The assistant fixed both stats_collector.py and monitor.py to handle both formats, ensuring backward compatibility with any legacy data [122][123][124][125][126][127][128][129][130]. This fix restored observability just in time for the user to notice the B2 budget overshoot — a testament to the tight feedback loop between monitoring infrastructure and operational awareness.

Themes and Broader Lessons

Several themes emerge from this chunk that are worth highlighting:

The cascade of consequences. Every architectural decision in this session created ripples that had to be managed downstream. The switch to the /generate endpoint fixed the reasoning capture bug but broke the stats collector. The FP8 KV cache optimization tripled throughput but was rejected on quality grounds. The sample-count cap was simple to implement but failed for high-token datasets.
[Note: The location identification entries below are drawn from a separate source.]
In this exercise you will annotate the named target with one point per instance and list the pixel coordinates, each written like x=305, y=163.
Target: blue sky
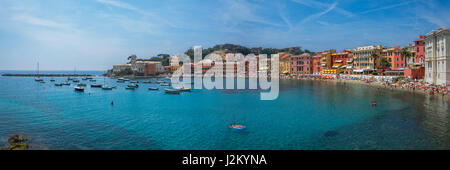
x=95, y=34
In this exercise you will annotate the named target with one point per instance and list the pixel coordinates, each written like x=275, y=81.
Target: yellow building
x=285, y=63
x=174, y=64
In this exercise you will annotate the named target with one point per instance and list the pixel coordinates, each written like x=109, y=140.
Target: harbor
x=309, y=114
x=46, y=75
Each fix revealed the next problem, creating a natural chain of discovery and resolution.

The primacy of quality. The user's rejection of FP8 KV cache — despite its dramatic throughput improvement — established a clear hierarchy of priorities: data quality trumps generation speed. This is a crucial principle for training data pipelines, where the downstream cost of degraded quality (a weaker drafter model) far exceeds the upstream cost of slower generation.

The value of observability. The stats collector fix was not just about fixing a bug — it was about restoring the feedback loop that enabled the user to catch the B2 budget overshoot. Without token counts visible in the dashboard, the pipeline would have silently exceeded its budget, and the user would have discovered the issue only when it was too late to correct.
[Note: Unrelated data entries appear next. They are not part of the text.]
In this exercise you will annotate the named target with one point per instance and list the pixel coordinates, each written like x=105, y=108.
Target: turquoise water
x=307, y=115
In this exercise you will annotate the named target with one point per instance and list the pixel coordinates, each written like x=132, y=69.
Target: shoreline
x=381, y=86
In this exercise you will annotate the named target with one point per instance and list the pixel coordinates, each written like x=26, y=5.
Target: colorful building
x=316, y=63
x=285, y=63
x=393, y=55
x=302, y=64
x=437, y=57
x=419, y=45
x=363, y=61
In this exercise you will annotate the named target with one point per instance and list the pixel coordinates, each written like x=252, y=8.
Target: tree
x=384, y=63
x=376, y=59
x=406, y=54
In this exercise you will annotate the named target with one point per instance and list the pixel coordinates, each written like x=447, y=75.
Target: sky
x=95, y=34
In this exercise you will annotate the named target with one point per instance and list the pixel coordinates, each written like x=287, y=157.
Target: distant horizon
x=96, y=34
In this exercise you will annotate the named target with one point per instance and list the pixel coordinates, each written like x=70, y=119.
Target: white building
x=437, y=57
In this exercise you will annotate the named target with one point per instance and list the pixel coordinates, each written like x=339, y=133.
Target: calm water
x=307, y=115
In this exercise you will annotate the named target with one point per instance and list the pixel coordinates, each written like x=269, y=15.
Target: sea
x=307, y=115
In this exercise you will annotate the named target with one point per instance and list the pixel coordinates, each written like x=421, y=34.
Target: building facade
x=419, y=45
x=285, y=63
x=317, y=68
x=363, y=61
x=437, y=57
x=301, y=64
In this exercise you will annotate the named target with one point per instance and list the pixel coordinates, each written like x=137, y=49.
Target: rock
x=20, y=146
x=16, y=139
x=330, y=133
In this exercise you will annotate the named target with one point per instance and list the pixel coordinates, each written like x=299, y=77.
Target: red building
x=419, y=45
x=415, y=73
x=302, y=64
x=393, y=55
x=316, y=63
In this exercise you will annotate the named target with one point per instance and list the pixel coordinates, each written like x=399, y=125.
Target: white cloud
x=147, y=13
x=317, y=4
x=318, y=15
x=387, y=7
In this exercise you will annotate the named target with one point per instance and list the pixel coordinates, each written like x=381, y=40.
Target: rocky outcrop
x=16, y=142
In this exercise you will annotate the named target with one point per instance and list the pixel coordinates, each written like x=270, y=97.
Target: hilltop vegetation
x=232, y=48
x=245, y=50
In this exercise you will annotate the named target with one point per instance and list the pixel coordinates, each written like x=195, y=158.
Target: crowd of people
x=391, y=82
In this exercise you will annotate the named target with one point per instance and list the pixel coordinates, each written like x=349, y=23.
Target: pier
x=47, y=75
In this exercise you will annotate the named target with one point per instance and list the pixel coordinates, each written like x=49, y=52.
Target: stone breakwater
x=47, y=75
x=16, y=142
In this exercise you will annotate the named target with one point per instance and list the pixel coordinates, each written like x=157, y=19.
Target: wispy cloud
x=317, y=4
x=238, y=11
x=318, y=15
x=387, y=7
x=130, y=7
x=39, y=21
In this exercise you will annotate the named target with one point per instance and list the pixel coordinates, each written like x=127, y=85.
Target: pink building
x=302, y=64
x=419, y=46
Pragmatic engineering under constraints. The entire arc of this chunk is a story of working within limits: GPU memory limits, host RAM limits, quality constraints, time budgets. The assistant's response to each constraint was not to fight it but to understand it, quantify it, and work within it. The final configuration — bf16 KV at mem_fraction_static=0.88 with hierarchical cache and a 10M token per-dataset cap — is not the theoretical optimum, but it is a working system that produces useful training data at a predictable rate.

Conclusion

This chunk of the opencode session documents a complete engineering cycle: identify a data integrity bug, fix it architecturally, optimize the system for throughput, accept a quality-driven rollback, and implement pragmatic constraints to bound the pipeline's runtime. The journey from the reasoning capture bug to the token-budgeted inference launch spans dozens of messages, multiple server restarts, an OOM crash recovery, a source-code reading expedition, and a monitoring infrastructure repair. What emerges is not just a working pipeline, but a deep understanding of the system's behavior under load — the kind of understanding that can only be gained through the iterative cycle of measurement, hypothesis, experiment, and refinement that defines rigorous systems engineering.